Geraldo Gomez et al., Plaintiffs,
v
Sharon Baptist Board of Directors, Inc., Defendant and Third-Party Plaintiff-Appellant. S.M. Construction Co., Third-Party Defendant-Respondent.

—[*1] Bamundo, Zwal & Schermerhorn, LLP, New York (Kenneth M. Dalton of counsel), for appellant.

Order, Supreme Court, Bronx County (Patricia Anne Williams, J.), entered February 27, 2007, which, to the extent appealed from as limited by the brief, denied the cross motion of defendant/third-party plaintiff Sharon Baptist Board of Directors, Inc. (Sharon Baptist) for summary judgment on its claim for contractual indemnification against third-party defendant S.M. Construction Co. (SMC), unanimously affirmed, without costs.

Plaintiff Gomez, an employee of SMC, was injured as a result of falling from a scaffold that shifted as he performed SMC's work on premises owned by Sharon Baptist. The scaffold wheels were not locked, and plaintiff was not provided with safety devices. Plaintiff commenced an action against Sharon Baptist and was granted summary judgment on the issue of liability on his Labor Law § 240 (1) cause of action.

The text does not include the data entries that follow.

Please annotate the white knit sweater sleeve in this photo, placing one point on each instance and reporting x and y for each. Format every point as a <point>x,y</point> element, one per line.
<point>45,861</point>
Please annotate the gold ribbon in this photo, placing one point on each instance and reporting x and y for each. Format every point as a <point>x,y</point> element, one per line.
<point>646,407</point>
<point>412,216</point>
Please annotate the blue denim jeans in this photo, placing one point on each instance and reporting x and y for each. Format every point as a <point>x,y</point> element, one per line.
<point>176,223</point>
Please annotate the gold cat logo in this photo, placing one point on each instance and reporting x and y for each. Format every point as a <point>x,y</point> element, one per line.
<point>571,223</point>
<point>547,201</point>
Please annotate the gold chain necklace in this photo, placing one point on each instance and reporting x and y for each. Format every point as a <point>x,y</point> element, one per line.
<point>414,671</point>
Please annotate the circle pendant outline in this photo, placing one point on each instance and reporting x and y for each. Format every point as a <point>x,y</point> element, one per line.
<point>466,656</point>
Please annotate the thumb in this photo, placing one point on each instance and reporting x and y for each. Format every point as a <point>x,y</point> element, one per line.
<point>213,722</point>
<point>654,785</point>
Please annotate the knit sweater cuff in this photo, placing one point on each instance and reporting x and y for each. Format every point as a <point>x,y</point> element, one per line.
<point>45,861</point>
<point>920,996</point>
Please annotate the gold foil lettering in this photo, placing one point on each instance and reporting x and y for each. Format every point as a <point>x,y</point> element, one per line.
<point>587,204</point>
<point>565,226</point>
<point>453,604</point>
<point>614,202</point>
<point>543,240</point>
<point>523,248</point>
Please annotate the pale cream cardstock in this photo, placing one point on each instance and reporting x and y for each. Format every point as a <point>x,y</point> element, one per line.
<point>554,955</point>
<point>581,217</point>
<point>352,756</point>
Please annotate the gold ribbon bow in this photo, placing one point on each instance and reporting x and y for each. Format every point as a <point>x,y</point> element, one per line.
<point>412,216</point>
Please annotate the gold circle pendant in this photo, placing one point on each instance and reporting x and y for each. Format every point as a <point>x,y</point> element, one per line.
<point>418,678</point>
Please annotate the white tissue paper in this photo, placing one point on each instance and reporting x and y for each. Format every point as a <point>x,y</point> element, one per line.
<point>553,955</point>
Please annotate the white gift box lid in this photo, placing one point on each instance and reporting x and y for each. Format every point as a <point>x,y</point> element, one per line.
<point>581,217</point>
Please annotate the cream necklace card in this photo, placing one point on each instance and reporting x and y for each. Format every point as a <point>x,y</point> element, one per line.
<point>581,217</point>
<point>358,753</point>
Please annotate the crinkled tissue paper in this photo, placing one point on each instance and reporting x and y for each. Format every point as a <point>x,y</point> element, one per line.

Supreme Court correctly denied Sharon Baptist summary judgment against SMC based on its indemnification claim. The contract between these two parties specifically provides that SMC is obligated to indemnify Sharon Baptist for losses only to the extent that they were caused in whole or in part by the negligent acts or omissions of SMC, its agent, or anyone else for whom SMC was responsible. In its papers in support of its cross motion, Sharon Baptist relied exclusively on plaintiff's allegations of a Labor Law § 240 violation, that is, that the lack of safety devices caused his accident. However, a determination of liability against the owner under Labor Law § 240 was not the equivalent of a finding of negligence. Liability under section 240 is not predicated on fault but "imputed to the owner or contractor by statute and attaches irrespective of whether due care was exercised and without reference to principles of negligence" (Brown v Two Exch. Plaza Partners, 76 NY2d 172, 179 [1990]). Thus far there has been no finding that either SMC or its agents were negligent let alone that such negligence proximately caused plaintiff's injuries. Accordingly, summary judgment on the contractual indemnification claim is premature[*2] (see DiPerna v American Broadcasting Cos., 200 AD2d 267, 270 [1994]; Cichon v Brista Estates Assoc., 193 AD2d 926, 927-928 [1993]). Concur—Andrias, J.P., Nardelli, McGuire, Moskowitz and Renwick, JJ.